$QQ$-plot - Why do we choose the empirical distribution $F_n(x) = \frac {\#\{y \in S \mid y \le x\}} n$, $S$ is sample, for comparison with normal ?
Let $S$ be our sample of size $n$. Then we form the empirical distribution $F_n$ as defined above.
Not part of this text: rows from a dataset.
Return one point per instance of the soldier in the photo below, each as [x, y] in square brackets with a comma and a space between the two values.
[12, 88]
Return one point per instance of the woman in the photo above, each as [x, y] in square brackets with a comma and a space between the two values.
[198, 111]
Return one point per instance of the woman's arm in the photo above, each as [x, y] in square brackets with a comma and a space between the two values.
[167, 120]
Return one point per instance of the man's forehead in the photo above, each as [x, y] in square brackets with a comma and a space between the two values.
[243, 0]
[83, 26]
We then use a $QQ$-plot to compare $F_n$ to $N(0,1)$ to see if there might be a linear relationsship.
- Why do we choose $F_n$ as the emperical distribution for our sample ?
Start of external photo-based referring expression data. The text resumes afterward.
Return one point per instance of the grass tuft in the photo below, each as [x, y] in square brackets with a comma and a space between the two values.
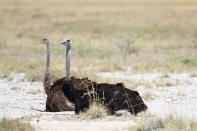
[14, 125]
[170, 123]
[96, 110]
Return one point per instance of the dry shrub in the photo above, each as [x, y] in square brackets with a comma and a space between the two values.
[170, 123]
[96, 110]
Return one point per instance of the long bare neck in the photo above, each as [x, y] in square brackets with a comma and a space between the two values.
[68, 62]
[48, 61]
[47, 79]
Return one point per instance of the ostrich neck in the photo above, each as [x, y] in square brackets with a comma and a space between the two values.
[48, 61]
[68, 62]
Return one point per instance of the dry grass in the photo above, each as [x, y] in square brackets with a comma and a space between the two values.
[14, 125]
[96, 110]
[165, 42]
[169, 123]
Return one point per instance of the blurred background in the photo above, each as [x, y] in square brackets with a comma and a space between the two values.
[108, 35]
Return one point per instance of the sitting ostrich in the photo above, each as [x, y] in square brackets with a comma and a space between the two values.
[114, 96]
[56, 100]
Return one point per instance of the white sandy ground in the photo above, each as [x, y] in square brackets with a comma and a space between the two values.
[27, 100]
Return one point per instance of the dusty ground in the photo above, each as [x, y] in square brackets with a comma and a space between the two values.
[27, 100]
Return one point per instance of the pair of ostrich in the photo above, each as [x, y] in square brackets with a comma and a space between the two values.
[73, 94]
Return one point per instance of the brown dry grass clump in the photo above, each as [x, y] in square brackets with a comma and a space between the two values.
[14, 125]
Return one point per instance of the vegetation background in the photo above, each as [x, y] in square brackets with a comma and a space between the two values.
[107, 35]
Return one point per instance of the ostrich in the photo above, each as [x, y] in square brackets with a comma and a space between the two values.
[114, 96]
[56, 100]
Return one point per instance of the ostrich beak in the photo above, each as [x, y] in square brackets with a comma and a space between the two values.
[64, 43]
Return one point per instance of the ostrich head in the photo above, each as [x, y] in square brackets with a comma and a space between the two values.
[45, 41]
[67, 42]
- Could we get other results if we did not choose $F_n$ as the emperical distribution ?
- For the fractile of $p \in (0,1)$ we choose the midpoint $x$ of the interval corresponding to $p$. Why do we choose the midpoint ?
I would appreciate your help.
Suppose $X_1,X_2,\ldots$ is an i.i.d. sequence of $N(0,1)$-distributed random variables. If $$ F_n(x)=\frac{\#\{1\leq i\leq n\mid X_i\leq x\}}{n}=\frac1n \sum_{i=1}^n \mathbf{1}_{\{X_i\leq x\}} $$ denotes the empirical distribution function then $$ F_n(x)\to \Phi(x) \quad\text{almost surely as}\;n\to\infty, $$ for all $x$, where $\Phi$ is the CDF of an $N(0,1)$-distribution.
This means that if you have an i.i.d. sample following an $N(0,1)$-distribution and $n$ is large enough, then $F_n$ must be "close" to $\Phi$. This is checked by plotting $F_n(x)$ against $\Phi(x)$ and checking if the points lie on the identity line.